Artigo da revista “Espaço Aberto” sobre a Profa. Dra. Lara Leite Barbosa, da FAUUSP

Fonte: Revista Espaço Aberto

Do nomadismo da literatura para a vida pessoal

Por Giovanna Gheller
O tema, tão presente nos estudos da docente da FAU, é visto nas cidades pelas quais passou e nas viagens que realiza nas horas vagas

Lara Leite Barbosa é professora do Departamento de Projetos da Faculdade de Arquitetura e Urbanismo (FAU) e uma das ganhadoras do Prêmio Jabuti na edição de 2013. Em terceiro lugar na categoria Arquitetura e Urbanismo com o livro Design sem fronteiras: a relação entre o nomadismo e a sustentabilidade, da Editora da Universidade de São Paulo (Edusp), a docente teve consagrado o fruto de sua tese de doutorado, que recebeu influências das pesquisas exercidas desde a época da graduação.

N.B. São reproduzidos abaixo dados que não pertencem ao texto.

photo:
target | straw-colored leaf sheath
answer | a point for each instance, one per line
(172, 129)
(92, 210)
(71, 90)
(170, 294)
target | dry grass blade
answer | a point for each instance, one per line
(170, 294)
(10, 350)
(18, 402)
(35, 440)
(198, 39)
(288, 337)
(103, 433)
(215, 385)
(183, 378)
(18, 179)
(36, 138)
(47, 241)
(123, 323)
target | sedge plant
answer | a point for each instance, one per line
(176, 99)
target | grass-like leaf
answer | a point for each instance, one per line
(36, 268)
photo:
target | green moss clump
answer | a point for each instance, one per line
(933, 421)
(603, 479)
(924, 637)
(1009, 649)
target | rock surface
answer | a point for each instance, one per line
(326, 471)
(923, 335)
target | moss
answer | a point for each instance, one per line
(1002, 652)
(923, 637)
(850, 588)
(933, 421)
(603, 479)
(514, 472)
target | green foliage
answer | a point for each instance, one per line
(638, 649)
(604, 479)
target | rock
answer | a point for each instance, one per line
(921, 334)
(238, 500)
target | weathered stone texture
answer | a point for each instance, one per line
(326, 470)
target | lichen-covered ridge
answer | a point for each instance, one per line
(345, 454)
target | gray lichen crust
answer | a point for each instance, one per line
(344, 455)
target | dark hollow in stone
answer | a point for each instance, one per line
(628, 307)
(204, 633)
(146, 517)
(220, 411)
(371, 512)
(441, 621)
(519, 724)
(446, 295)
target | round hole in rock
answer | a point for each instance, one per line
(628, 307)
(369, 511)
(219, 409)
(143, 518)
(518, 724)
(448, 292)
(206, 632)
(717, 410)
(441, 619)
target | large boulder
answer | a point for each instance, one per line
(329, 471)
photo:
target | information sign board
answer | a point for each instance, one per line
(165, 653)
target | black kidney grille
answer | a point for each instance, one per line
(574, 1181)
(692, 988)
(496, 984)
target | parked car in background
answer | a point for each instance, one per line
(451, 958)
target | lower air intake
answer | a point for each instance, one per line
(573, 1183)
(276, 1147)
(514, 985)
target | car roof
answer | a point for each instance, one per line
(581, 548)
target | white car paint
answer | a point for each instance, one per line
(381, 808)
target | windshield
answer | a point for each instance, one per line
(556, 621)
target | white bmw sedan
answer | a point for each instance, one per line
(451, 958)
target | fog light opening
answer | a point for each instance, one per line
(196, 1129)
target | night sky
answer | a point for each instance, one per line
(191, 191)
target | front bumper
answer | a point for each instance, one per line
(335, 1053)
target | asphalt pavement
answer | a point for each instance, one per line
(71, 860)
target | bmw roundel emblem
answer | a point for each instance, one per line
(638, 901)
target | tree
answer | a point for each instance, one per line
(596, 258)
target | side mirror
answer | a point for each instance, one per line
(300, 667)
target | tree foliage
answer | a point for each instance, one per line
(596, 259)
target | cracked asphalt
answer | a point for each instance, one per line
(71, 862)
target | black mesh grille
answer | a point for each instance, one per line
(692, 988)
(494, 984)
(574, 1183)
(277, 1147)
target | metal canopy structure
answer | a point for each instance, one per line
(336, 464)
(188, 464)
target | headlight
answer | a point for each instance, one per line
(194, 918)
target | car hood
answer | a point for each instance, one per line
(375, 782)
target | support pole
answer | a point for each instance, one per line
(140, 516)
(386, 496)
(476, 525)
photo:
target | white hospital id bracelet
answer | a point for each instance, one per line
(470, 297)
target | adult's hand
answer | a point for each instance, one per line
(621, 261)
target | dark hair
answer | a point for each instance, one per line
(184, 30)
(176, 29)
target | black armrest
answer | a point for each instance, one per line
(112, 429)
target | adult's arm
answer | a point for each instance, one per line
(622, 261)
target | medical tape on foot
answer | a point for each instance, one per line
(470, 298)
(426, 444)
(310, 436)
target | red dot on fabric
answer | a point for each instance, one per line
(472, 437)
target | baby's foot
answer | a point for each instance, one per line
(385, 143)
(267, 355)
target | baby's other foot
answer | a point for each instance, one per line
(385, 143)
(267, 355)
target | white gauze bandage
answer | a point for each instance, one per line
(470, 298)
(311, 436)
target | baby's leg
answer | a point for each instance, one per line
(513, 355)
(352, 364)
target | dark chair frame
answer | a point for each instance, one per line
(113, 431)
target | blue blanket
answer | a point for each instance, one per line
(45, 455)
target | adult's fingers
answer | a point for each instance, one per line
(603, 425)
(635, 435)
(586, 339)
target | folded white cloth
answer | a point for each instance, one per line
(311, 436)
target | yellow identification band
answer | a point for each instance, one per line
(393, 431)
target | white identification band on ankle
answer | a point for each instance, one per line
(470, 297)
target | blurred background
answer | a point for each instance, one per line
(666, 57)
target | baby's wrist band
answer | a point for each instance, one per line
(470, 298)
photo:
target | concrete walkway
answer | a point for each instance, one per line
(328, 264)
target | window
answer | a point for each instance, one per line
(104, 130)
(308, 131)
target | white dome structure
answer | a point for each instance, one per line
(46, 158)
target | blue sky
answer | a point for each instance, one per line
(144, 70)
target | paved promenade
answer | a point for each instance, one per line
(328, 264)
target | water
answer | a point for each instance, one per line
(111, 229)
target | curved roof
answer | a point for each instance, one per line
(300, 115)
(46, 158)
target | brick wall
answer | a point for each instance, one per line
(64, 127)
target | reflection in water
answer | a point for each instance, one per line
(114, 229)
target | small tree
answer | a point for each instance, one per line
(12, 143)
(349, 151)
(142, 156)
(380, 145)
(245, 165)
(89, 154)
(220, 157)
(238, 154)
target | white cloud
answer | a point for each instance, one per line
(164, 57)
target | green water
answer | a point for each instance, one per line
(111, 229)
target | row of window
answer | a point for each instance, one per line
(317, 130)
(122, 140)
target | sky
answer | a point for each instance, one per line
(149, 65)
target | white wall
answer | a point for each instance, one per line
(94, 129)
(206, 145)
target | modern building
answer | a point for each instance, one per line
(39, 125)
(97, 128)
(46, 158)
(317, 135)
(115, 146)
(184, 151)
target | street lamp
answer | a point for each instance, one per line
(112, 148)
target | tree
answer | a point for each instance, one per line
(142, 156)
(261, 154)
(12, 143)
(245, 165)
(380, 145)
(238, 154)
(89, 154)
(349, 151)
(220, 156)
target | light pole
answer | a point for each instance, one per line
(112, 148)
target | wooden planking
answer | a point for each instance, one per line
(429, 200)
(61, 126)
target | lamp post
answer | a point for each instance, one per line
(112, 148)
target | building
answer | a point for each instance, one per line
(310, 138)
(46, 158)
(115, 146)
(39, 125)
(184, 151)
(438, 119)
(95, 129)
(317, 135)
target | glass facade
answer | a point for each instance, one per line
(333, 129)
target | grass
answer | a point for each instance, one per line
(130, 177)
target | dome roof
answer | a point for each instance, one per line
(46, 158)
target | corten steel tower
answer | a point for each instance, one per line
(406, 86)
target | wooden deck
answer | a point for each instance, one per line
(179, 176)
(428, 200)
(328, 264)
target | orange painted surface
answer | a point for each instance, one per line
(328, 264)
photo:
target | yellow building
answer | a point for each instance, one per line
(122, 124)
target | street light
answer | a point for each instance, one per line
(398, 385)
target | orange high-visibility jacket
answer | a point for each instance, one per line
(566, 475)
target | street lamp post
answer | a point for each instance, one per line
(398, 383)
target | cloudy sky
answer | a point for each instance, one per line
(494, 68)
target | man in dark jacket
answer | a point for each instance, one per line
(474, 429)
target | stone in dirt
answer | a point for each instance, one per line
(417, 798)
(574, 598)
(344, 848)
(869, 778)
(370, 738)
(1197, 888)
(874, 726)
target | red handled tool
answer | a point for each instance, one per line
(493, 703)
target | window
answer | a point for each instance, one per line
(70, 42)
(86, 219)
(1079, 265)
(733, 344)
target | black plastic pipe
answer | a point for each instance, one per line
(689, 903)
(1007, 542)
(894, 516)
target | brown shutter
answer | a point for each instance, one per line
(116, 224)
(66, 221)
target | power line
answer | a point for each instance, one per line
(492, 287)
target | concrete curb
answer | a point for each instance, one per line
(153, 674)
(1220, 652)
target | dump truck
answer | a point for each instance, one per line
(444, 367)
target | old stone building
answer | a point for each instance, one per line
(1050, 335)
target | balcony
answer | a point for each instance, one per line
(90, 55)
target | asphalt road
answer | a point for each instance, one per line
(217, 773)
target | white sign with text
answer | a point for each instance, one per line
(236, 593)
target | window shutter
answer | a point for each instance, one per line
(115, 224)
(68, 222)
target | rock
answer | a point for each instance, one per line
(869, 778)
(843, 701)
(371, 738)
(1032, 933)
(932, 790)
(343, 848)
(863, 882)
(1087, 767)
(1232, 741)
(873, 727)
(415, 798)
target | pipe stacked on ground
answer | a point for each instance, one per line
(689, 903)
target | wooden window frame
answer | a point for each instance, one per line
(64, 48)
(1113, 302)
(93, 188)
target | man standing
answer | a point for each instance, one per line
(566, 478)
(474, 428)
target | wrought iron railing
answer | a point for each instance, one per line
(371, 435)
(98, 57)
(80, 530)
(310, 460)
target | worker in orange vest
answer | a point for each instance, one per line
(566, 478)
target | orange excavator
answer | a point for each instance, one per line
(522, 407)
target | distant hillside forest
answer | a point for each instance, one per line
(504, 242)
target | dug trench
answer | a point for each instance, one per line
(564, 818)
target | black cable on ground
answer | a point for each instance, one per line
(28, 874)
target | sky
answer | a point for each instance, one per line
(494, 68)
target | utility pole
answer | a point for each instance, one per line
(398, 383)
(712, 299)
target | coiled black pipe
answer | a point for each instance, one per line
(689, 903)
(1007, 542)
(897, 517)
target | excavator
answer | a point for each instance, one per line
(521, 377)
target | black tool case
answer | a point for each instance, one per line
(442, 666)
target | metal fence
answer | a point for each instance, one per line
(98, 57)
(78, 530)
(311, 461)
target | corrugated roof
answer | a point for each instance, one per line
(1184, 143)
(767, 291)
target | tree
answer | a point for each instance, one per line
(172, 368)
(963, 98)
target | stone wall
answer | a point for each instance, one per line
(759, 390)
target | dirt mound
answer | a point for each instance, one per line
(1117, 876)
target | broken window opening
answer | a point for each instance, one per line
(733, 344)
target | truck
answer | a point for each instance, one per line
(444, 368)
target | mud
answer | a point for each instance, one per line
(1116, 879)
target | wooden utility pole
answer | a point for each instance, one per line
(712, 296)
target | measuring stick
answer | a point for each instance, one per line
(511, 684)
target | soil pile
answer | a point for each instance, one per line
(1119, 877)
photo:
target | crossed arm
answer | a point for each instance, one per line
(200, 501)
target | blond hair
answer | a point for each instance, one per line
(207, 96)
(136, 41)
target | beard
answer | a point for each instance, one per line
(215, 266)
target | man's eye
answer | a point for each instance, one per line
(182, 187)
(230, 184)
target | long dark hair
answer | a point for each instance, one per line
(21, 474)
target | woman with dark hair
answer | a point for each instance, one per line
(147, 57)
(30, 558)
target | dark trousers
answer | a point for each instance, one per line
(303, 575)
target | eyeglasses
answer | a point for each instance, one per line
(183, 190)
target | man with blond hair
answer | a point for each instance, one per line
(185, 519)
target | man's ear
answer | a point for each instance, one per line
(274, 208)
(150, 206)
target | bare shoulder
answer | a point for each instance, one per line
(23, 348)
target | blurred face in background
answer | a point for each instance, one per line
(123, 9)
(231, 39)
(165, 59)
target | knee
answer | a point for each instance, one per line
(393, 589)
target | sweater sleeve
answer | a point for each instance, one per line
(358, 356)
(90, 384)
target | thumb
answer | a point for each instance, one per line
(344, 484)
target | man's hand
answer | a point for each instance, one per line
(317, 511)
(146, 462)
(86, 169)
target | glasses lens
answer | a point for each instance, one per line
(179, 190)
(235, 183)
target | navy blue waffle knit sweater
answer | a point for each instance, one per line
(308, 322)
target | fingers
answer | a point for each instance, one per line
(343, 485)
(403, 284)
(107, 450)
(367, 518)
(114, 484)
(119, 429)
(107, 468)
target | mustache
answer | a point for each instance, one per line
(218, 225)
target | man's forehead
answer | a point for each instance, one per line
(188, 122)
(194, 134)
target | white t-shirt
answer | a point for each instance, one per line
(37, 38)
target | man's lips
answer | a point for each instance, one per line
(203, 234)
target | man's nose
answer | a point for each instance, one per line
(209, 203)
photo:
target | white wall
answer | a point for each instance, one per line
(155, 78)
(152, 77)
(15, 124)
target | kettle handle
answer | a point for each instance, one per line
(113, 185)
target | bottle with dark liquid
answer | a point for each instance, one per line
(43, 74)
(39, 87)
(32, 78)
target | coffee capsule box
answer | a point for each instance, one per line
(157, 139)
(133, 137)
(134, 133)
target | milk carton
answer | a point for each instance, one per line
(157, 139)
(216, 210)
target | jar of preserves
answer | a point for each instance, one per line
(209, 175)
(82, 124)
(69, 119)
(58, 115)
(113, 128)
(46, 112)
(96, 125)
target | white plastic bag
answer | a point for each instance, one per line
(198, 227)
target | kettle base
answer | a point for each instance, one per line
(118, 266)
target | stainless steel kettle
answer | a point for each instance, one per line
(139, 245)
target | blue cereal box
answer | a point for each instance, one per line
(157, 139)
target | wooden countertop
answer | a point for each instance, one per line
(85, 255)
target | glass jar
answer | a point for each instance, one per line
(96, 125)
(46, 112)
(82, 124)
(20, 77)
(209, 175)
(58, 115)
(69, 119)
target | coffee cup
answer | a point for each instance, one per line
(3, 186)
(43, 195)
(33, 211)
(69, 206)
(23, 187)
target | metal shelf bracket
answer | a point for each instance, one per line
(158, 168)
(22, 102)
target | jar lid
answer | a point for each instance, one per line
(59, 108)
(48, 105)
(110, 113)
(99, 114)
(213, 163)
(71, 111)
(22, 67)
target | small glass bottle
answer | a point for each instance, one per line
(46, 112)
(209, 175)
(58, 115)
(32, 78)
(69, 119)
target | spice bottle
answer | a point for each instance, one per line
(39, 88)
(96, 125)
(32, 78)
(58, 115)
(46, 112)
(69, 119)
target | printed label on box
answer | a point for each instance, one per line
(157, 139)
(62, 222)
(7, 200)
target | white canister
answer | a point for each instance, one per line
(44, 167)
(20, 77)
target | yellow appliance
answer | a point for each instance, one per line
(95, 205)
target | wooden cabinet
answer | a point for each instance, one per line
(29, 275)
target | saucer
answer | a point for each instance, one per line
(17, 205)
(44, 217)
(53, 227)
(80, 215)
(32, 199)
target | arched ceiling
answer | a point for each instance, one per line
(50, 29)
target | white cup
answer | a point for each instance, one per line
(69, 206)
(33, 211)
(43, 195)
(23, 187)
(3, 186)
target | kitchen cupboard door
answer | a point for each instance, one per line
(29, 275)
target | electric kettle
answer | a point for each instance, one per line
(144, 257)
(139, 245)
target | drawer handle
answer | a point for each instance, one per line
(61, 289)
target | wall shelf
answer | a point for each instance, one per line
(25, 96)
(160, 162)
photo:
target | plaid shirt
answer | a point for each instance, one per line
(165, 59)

“O Jabuti foi uma grande surpresa”, diz Lara. Quem inscreveu sua obra para o prêmio foi a Edusp, que cuidou do trabalho e o publicou. “Obviamente eu tinha muita vontade de me inscrever, mas não atinei para o prazo. Só soube que estava inscrita quando recebi o e-mail dizendo que estava entre os dez finalistas.” Junto com ganhar um Jabuti, um dos maiores privilégios que a docente vê em estar entre os três colocados é poder estar próxima a nomes como Benedito Lima de Toledo e João Filgueiras Lima, primeiro e segundo lugar, respectivamente.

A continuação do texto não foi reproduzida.